Looking out at cruising altitude, the emerging value-focused geography looks like a series of programs, mandates, and incentives that link provider performance with payment. According to the Centers for Medicare & Medicaid Services (CMS), this movement started in 2008 with the Medicare Improvements for Patient & Providers Act (MIPPA). The programs that have been enabled by MIPPA and subsequent legislation including the Affordable Care Act (ACA) are focused on some flavor of payment model that penalizes and/or incentives based on target performance measures. These programs fall within the larger CMS topography that includes multiple levers across standards, networks, reporting, certifications, and other innovations, which underpin CMS’s quality strategy.

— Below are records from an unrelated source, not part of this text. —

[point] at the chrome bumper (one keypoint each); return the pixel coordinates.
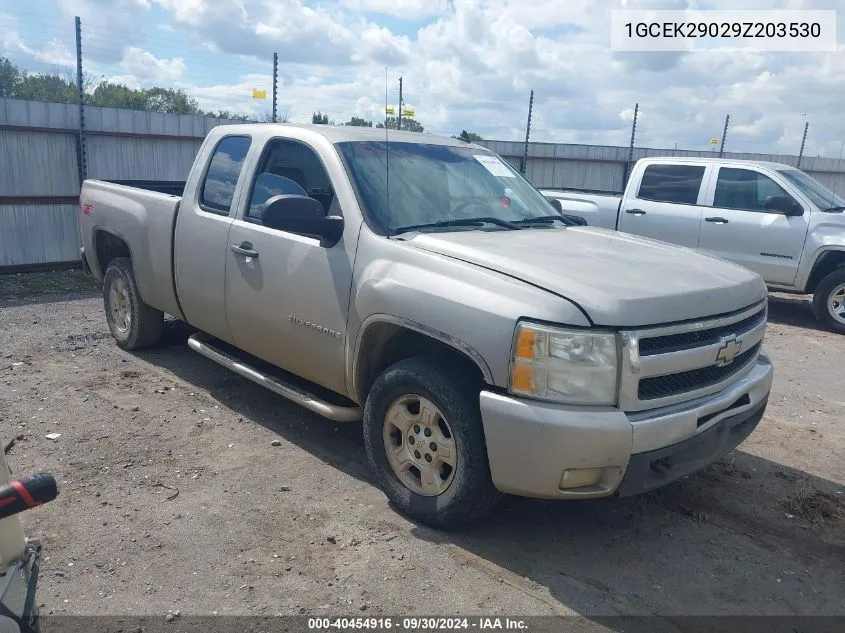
(531, 444)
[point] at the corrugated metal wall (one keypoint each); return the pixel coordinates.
(39, 177)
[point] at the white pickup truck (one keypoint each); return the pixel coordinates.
(771, 218)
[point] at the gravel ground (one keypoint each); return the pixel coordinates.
(175, 498)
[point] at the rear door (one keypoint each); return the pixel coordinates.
(666, 204)
(201, 238)
(737, 225)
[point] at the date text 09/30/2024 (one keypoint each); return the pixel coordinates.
(417, 624)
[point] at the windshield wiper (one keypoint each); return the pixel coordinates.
(545, 220)
(462, 222)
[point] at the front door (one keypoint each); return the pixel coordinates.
(287, 297)
(740, 228)
(202, 237)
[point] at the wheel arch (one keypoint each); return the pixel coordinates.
(109, 245)
(386, 340)
(825, 263)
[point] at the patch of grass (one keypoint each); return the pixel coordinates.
(814, 506)
(25, 285)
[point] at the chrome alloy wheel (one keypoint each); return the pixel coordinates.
(420, 445)
(121, 309)
(836, 304)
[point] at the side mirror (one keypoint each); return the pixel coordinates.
(556, 204)
(303, 215)
(784, 204)
(576, 220)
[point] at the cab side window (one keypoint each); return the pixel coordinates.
(671, 183)
(745, 189)
(221, 178)
(290, 168)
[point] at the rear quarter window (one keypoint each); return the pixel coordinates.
(221, 178)
(671, 183)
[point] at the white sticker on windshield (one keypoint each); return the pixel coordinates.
(494, 165)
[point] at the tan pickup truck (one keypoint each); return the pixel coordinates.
(421, 284)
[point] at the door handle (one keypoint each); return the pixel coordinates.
(245, 249)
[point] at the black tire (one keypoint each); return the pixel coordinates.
(471, 493)
(827, 287)
(145, 324)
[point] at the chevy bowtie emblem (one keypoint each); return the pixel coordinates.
(728, 351)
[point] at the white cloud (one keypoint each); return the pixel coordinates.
(147, 67)
(472, 65)
(405, 9)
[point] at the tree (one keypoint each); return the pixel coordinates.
(9, 78)
(17, 84)
(408, 124)
(359, 122)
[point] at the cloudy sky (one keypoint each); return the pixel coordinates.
(466, 64)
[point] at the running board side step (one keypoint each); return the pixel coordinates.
(202, 344)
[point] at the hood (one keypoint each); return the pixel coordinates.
(618, 279)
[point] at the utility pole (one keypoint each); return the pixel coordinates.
(724, 136)
(275, 82)
(399, 121)
(629, 164)
(803, 142)
(82, 162)
(527, 134)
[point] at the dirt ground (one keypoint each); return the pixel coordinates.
(173, 497)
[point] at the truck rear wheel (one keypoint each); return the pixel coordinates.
(425, 442)
(132, 322)
(829, 301)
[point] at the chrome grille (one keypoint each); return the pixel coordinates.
(687, 340)
(686, 381)
(677, 363)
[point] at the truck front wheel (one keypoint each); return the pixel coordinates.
(132, 322)
(425, 442)
(829, 301)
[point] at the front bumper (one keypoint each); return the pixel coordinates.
(531, 444)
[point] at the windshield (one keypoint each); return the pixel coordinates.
(818, 194)
(438, 183)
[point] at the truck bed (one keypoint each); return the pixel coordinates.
(141, 215)
(170, 187)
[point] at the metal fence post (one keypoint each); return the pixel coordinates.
(724, 136)
(628, 164)
(82, 159)
(275, 82)
(803, 142)
(524, 163)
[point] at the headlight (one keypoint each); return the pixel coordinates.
(569, 366)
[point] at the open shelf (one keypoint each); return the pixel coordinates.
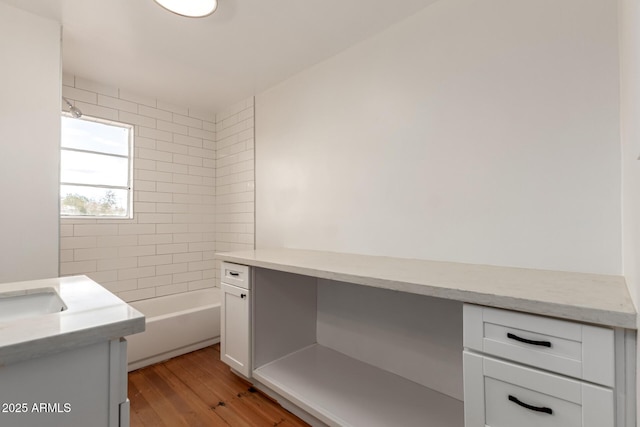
(340, 390)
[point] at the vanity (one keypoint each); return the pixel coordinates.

There is one thing that just about every CMS quality program has in common: they are predicated on prevention. For example, the Hospital Readmission Reduction (HRR) program focuses on preventing the readmission of a patient. The Hospital Acquired Conditions (HAC) program encourages hospitals to prevent events like pressure ulcers and surgical site infections.
The problem with mandates as a stand-alone approach to driving prevention is that - while they provide incentives - they don't deliver the tools that actually help providers stop target events and improve health outcomes. As is often the case, technology is emerging that will help address the "prevention gap" and enable improvements across the care giving continuum. Most notable are predictive analytic solutions.
Let's start with a quick definition. "Predictive analytics" is an industry buzzword that has been diluted and twisted by marketers to apply to solutions that are neither predictive nor analytic. When we talk about "predictive analytics" we are referring to technology that uses machine learning (also called artificial intelligence) to account for thousands of variables and make more precise and actionable predictions. This sounds like sci-fi, but it's not. In fact, you probably used machine-learning technology within the last 24 hours when you opened your browser and searched for the latest news or gadget. And machine learning is the reason why that lawn mower ad popped up in your social media feed before you mentioned the need for a new lawn mower to your spouse.
Machine-learning technologies have been around for years and leveraged by other industries with great success. It is just now that healthcare is starting to catch up and use the same power already leveraged by organizations from consumer goods to financial institutions.